老舗化粧品の異端児「僕に私服はない」 オルビス社長オルビス社長 小林琢磨氏(上)

「オルビスを通販会社ではなくてビューティーブランドと位置づけてリブランディングしました」。ブランドカラーは無彩色トーンで自らもグレー、白、黒を好んで着る(東京・表参道にある「スキンケア ラウンジ バイ オルビス」で)

白Tシャツにスニーカー、かばんは軽快なバックパック。快進撃を続ける化粧品ブランド、オルビス(東京・品川)社長の小林琢磨さんの装いは脱・コンサバを掲げる経営理念と重なる。ポーラ化粧品本舗(現ポーラ)に入社後、30代でEC(電子商取引)ブランドの社内ベンチャー、ディセンシアを起業し、40歳でオルビス社長に抜てき。老舗化粧品会社の常識を破り、デジタルを武器に改革に取り組む異端児だ。「興味のあることが仕事につながっている」と話す小林さんにとってオンとオフは地続き。「私服」という概念はない。




――リモートワークの浸透で仕事服が変わりました。小林さんのスタイルもカジュアル化が進みましたか。

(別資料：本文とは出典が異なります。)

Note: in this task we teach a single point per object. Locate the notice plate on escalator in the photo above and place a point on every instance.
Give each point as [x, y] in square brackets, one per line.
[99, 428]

「もともと僕の服装の基本はカジュアルです。カジュアルの中でもこぎれい、カジュアルの中ではフォーマル、そんなところをイメージしています。ビジネスシーンですから短パンをはくことはありませんけど、外の方にお会いしない、人前に出ることがないという日はTシャツやパーカで仕事をします。それでもきれいめなもの、が基準です」

スニーカーにリュック でもカジュアルすぎないように

――たとえばTシャツではどんなこだわりがありますか。

「無地のTシャツを1枚で着る場合は色と素材感が印象を決めます。だらしなく見えないように気をつけ、こだわっているのは素材。今着ているのは、東京の千駄ケ谷にある白Tシャツ専門店『シロティ』が日本のブランド『ミノトールインスト』とコラボしたものです。上質なコットン地で、めちゃくちゃ着心地がいい。こういうのが好きなんです。Tシャツは黒も着ます。カジュアルすぎる感じにならないよう、白、グレー、黒の組み合わせを選ぶことが多いですね」

専門店で手に入れたこだわりの白Tシャツは洗濯にも気を使う。「ネットに入れておしゃれ着用の洗剤で洗います」

――「シロティ」を好む経営トップは新鮮です。オルビスの店のカラートーンは無彩色で服装と合っていますね。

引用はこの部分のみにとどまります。